現場の裏話コラム|vol.25|競馬界の不測な事態:若手騎手の悲劇とベテラン騎手の意外な決断

高知競馬の塚本雄大騎手が、レース中の落馬事故で亡くなったと報じられたのは3月25日。4月11日にはJRAの藤岡康太騎手が、4月6日の落馬負傷で重体となり、そのまま息を引き取った、と報じられた。
 
塚本騎手は25歳。藤岡廉騎手は35歳。ともにいかにも若過ぎる死だ。塚本騎手は高知競馬の若手のホープとして期待されていたし、藤岡康騎手も昨年マイルCSでGI2勝目を挙げ、キャリアハイの63勝をマーク。今年もそれを上回るペースで勝ち星を挙げていたところ。危険と隣り合わせとはいえ、あまりの唐突な死に、関係者もファンもショックを隠せないでいる。4月20日には、今度はトップジョッキーの一人である松山弘平騎手がゴール入線後に落馬して頭部を負傷。マイラーズCを予定していたソウルラッシュ(優勝)に騎乗が叶わず、今週末の春の天皇賞も乗り替わることが発表になった。他のジョッキー達にも動揺が広がっているようで、とにかく無事を願わずにはいられない。
 
そうしたショッキングなニュースが続いた中で、同じように唐突に騎手がターフを去ったという意味で、勝浦正樹騎手引退の報に驚かされたファンも少なくないだろう。
 1978年生まれの45歳。競馬学校騎手課程の13期生で、1997年にデビュー。4月7日時点で通算966勝。GI2勝を含む重賞は17勝。そろそろ調教師への転身を考えていい頃ではあるが、その準備のための決断かと思いきや、どうもそういうことではないらしい。長年、勝浦騎手を見てきたベテラン記者は言う。
「嫌気がさしたんじゃないかな。
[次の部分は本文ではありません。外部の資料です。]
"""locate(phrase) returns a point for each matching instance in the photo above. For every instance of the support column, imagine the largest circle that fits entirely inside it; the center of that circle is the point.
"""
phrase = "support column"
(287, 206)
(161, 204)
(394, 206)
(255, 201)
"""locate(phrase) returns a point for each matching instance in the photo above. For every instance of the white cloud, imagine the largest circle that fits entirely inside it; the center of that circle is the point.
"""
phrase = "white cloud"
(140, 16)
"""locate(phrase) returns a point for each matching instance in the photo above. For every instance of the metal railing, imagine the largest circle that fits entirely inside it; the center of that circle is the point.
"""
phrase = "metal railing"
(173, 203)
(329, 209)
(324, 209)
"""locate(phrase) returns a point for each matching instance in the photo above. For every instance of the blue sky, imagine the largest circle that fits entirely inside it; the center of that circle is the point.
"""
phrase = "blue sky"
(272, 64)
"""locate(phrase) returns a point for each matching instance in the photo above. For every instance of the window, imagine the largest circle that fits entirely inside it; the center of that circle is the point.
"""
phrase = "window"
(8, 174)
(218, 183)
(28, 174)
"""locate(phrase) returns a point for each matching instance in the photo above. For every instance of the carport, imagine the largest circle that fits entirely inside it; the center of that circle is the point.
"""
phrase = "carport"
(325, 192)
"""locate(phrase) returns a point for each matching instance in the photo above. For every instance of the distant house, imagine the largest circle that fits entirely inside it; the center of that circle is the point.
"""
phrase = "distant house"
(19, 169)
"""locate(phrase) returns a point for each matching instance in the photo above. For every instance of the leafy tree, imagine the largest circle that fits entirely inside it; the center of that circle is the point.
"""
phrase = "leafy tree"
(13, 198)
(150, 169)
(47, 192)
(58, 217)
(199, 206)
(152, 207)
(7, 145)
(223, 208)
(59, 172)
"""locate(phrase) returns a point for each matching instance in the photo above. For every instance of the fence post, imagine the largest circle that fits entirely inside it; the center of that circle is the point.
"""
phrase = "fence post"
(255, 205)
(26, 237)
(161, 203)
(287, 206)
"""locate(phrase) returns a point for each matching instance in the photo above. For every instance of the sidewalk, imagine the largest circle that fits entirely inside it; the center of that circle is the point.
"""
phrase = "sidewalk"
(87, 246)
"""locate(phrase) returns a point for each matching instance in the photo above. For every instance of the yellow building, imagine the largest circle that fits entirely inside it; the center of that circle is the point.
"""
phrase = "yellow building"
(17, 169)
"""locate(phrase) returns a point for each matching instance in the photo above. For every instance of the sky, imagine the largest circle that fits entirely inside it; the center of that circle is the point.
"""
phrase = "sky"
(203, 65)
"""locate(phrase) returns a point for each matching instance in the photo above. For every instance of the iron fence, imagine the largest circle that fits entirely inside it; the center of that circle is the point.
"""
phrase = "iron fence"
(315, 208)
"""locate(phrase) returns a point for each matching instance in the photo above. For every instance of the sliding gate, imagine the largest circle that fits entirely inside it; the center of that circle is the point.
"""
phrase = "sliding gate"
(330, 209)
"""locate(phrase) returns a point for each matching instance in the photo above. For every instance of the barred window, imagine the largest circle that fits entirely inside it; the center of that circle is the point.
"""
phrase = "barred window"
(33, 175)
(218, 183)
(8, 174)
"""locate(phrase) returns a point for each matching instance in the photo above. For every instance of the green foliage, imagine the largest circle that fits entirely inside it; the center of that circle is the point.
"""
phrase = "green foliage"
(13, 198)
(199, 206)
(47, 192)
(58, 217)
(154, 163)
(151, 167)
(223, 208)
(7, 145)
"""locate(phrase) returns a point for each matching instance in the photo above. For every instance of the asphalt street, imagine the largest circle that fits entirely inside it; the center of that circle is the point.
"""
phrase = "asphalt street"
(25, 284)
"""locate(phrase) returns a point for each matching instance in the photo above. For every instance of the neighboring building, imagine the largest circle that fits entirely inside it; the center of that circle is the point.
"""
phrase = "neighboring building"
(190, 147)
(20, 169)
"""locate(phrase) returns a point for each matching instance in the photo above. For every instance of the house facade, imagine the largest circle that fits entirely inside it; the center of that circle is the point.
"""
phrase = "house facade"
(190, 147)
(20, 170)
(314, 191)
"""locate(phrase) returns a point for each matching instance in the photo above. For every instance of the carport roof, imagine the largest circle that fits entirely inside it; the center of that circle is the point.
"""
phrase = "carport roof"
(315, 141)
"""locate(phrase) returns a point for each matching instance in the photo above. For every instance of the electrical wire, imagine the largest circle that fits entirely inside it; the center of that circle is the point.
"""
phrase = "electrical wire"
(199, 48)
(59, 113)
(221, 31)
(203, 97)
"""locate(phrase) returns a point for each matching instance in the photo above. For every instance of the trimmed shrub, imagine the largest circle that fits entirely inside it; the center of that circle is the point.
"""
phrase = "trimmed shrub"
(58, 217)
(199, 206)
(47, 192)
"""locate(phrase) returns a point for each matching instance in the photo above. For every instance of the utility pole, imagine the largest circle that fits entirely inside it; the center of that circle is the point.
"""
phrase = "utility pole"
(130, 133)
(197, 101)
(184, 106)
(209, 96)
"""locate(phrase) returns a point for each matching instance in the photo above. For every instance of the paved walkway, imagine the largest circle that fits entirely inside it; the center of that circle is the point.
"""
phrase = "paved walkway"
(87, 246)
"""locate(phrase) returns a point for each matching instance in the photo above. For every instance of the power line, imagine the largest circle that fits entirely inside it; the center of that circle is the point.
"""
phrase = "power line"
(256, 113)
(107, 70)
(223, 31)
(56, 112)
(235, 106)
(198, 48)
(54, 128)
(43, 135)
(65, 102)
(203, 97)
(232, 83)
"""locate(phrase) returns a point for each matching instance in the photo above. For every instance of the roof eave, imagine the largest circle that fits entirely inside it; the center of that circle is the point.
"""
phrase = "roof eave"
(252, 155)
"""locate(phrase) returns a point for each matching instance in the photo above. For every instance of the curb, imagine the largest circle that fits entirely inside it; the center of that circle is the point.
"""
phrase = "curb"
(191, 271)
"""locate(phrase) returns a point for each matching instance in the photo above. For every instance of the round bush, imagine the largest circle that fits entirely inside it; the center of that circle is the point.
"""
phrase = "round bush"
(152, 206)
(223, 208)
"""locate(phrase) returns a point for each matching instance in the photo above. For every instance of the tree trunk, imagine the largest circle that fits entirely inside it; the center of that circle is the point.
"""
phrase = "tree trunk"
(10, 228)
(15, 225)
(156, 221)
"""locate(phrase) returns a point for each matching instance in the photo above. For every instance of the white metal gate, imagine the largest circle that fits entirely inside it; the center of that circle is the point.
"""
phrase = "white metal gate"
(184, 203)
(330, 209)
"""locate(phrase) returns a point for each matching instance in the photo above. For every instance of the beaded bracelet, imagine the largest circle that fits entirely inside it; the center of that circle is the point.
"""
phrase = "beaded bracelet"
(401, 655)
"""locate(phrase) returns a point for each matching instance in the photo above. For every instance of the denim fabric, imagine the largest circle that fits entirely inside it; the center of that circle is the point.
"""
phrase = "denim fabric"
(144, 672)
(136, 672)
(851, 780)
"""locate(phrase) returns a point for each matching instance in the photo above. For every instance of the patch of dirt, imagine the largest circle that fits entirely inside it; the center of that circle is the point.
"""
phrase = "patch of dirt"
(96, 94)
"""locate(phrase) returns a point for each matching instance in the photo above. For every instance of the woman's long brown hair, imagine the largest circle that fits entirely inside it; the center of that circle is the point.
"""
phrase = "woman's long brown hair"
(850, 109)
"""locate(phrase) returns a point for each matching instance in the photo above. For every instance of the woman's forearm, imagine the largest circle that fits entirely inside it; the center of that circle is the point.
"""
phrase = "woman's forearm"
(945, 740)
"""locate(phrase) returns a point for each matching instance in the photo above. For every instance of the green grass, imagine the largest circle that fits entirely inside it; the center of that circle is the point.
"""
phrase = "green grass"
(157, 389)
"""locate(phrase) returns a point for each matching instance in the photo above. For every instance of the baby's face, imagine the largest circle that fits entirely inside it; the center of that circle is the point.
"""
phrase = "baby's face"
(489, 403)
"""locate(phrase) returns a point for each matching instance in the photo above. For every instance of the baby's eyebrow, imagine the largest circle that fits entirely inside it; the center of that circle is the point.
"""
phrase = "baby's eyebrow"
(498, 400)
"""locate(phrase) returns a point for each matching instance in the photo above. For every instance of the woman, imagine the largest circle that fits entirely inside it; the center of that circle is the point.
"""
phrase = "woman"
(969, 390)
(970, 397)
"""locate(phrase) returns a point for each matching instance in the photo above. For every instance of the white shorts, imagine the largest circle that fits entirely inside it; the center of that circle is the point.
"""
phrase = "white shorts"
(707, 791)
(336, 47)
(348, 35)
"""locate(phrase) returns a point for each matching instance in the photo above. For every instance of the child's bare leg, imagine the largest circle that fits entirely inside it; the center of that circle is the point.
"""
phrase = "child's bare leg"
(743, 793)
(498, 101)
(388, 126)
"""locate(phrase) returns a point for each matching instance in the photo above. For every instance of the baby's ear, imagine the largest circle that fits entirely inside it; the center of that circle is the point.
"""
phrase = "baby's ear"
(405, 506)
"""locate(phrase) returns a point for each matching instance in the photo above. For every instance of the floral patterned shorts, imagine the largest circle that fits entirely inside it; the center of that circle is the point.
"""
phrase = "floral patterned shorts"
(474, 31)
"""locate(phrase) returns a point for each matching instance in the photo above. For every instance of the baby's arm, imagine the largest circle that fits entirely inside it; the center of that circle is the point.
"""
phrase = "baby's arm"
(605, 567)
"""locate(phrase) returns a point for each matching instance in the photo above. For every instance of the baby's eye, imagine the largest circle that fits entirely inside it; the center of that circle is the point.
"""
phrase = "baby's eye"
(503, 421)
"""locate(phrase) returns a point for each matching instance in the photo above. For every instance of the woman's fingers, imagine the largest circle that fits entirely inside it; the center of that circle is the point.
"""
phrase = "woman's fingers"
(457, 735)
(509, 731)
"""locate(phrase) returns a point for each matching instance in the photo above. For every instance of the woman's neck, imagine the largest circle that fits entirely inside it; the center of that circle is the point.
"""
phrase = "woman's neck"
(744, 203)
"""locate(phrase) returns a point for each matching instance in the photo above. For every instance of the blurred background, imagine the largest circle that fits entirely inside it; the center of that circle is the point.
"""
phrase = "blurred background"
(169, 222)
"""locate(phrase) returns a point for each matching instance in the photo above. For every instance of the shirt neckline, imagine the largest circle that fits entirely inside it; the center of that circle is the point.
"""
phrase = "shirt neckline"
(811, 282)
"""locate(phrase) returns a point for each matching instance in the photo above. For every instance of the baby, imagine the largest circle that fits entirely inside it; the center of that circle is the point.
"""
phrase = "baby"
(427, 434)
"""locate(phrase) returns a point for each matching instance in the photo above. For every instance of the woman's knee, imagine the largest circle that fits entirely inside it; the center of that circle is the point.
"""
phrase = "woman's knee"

デビューしてすぐ活躍して、勝ち鞍もコンスタントに伸ばしてたのに、もともとヤンチャな面があってね。誰からも好かれるタイプではなかったし、コロナ禍の前後くらいから年間20勝を切るようになって、昨年は9勝止まり。一度そっぽを向かれたら、手を差し伸べてくれる人はなかなかいない業界だから。引退後の予定も決まってないらしい」
 
2019年以降は重賞も未勝利で、1000勝を目前にした騎手とは思えぬ失速ぶり。しかし引退後が未定というのも穏やかではない。
 「異例の引退発表の仕方がヒントかも」と前記の記者は言う。異例というのは他でもない。JRAの発表に先んじて、テレビ東京の競馬中継番組で、4月14日に騎手免許返上、を発表したことだ。
 「近々引退する噂は耳にしてた。ただ、寝耳に水みたいな感じのテレビ発表でしょ。JRAにもメディアに対しても、完全なツラ当てですよ。あげく清々してるだの、寂しさはまったくないだのと言いたい放題。昔馴染みの調教師も、嫌なことがあったって、少しでも支えてくれた人達には感謝を口にしないとなあ、って顔をしかめてた」

 引退会見の繋がりでテレビの解説者になるのか、それともいっさい手を引いて、元騎手として飲食店のオーナーにでも収まるのか。現時点では闇の中だ。それだけに若手騎手の有望株の死とは、全然種類の違う闇が感じられる。野に放たれたトラブルメーカーなどには、ならないことを望みたいが……。